Healthcare.gov and the other state level health exchanges are only one part of US health care reform. Another aspect of Health Care reform that is much less publicized is the Health Information Technology for Economic and Clinical Health (HITECH) Act – which is designed to build an electronic health records (EHR) infrastructure. The program is implemented using a carrot and stick approach: there are currently incentive payments made to implement EHR, but health care providers who don’t comply by 2015 will face “payment adjustments” for Medicare claims. In order to qualify for the incentive payments, the providers must not only implement EHR, but also prove that they’re getting “meaningful use” from it.
Beyond the financial incentives and hoops that providers need to jump through to attain said incentives, the advantages of using EHR will be compelling when they’re fully implemented. My doctor will no longer need to rely on my admittedly bad memory to know exactly what a specialist diagnosed after a referral. I would be able to access the full gory saga of breaking my wrist from emergency room X-ray to OT referrals, schedule whatever follow ups were needed, and know exactly what my co-pays would be. And researchers would be able to use sanitized records in big data analysis for policy planning and medical research.

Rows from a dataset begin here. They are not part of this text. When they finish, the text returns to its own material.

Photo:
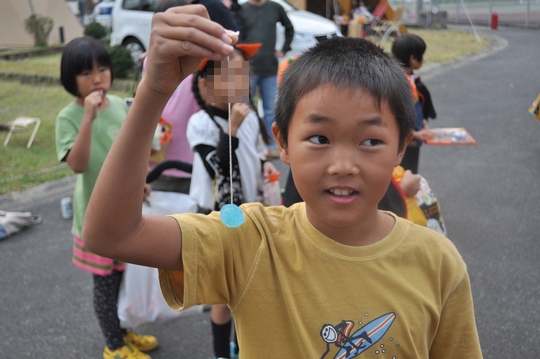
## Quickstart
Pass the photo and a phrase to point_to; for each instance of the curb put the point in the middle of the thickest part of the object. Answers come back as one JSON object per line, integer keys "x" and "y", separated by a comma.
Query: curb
{"x": 44, "y": 193}
{"x": 496, "y": 43}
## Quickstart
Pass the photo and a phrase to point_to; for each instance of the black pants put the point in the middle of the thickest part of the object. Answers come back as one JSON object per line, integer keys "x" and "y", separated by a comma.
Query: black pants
{"x": 106, "y": 290}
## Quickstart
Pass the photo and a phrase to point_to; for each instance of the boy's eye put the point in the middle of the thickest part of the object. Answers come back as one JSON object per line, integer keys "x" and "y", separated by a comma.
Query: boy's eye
{"x": 371, "y": 142}
{"x": 319, "y": 140}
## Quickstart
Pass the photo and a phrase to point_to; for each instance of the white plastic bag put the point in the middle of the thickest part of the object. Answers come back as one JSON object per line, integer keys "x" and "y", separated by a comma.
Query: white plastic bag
{"x": 14, "y": 222}
{"x": 140, "y": 300}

We’re not there yet, and there are a lot of road blocks between now and then:
1) Doctors are not IT professionals.
And I don’t want them to be. I want them to spend their time reading the latest and greatest developments in the world of medicine. Most providers will end up hiring EHR consultants – to help in this, the Office for the National Coordinator for Heath Information Technology (ONC) website, HealthIT.gov, provides multiple spreadsheets and documents that render an excruciatingly detailed outline on how to set up a practice for EHR and how to evaluate EHR consultants. The Centers for Medicare & Medicaid Services (CMS) also provides a list of certified EHR software, with automated guides that score the software based on how well they meet CMS criteria for incentive payments. Even with this help, though, the process of implementing EHR will be a long, detailed, time consuming job for any doctor or office manager tasked with it.
2) EHR application usability is often not very good.
Health care professionals concentrate on treating patients, not on entering information about what they just did into an application. EHR applications that are not easy to use will ultimately not be used. According to the Healthcare Information and Management Systems Society (HIMSS):
Electronic medical record (EMR) adoption rates have been slower than expected in the United States, especially in comparison to other industry sectors and other developed countries. A key reason, aside from initial costs and lost productivity during EMR implementation, is lack of efficiency and usability of EMRs currently available. Achieving the healthcare reform goals of broad EMR adoption and “meaningful use” will require that efficiency and usability be effectively addressed at a fundamental level.
While the ONC does not provide any guidance on EHR application usability, HIMSS has several resources that can help providers evaluate applications for usability before the applications are adopted.
3) Specialization and Interoperability
As technology and standards evolve providers may find that the EHR software they’ve implemented is not satisfactory. A lack of interoperability between departments may be a deciding factor for hospitals, while specialists sometimes find that the applications lack necessary features. Given the evolving technology and complexity of selecting software that can meet a wide spectrum of requirements, providers need to be prepared for the possibility of either migrating to a new EHR platform or re-implementing one from scratch.
Hospitals and other large providers may already have an IT infrastructure that can be scaled up to meet EHR needs, but many healthcare providers, especially small practices, will be implementing a new IT infrastructure to handle EHR. In most cases, building a new infrastructure would be the ideal environment for Cloud implementations.
There is one problem: Cloud providers need to prove they are HIPAA compliant. HIPAA has steep fines, even for violations where the “Individual did not know (and by exercising reasonable diligence would not have known) that he/she violated HIPAA”, and healthcare providers are justifiably wary of handing patient records to an offsite provider. In order to be able to use a Cloud provider for EHR, the Cloud provider must sign a HIPAA Business Associate Agreement (BAA) which ensures that EHRs will be managed securely, accessible only by approved entities, and that the provider agrees to be audited to ensure compliance. Many mainstream Cloud vendors (Amazon, Microsoft, etc.) provide BAA agreements, and some EHR vendors applications are already Cloud based.
Even with a BAA, however, healthcare providers may still be reluctant to trust HIPAA compliance in the Cloud. The Cloud may also not be the best option if there is an existing infrastructure, if the systems are critical, or if there is no stable, high-bandwidth internet connection. In these cases, virtualization can provide the necessary capacity, redundancy and security control to support an EHR system.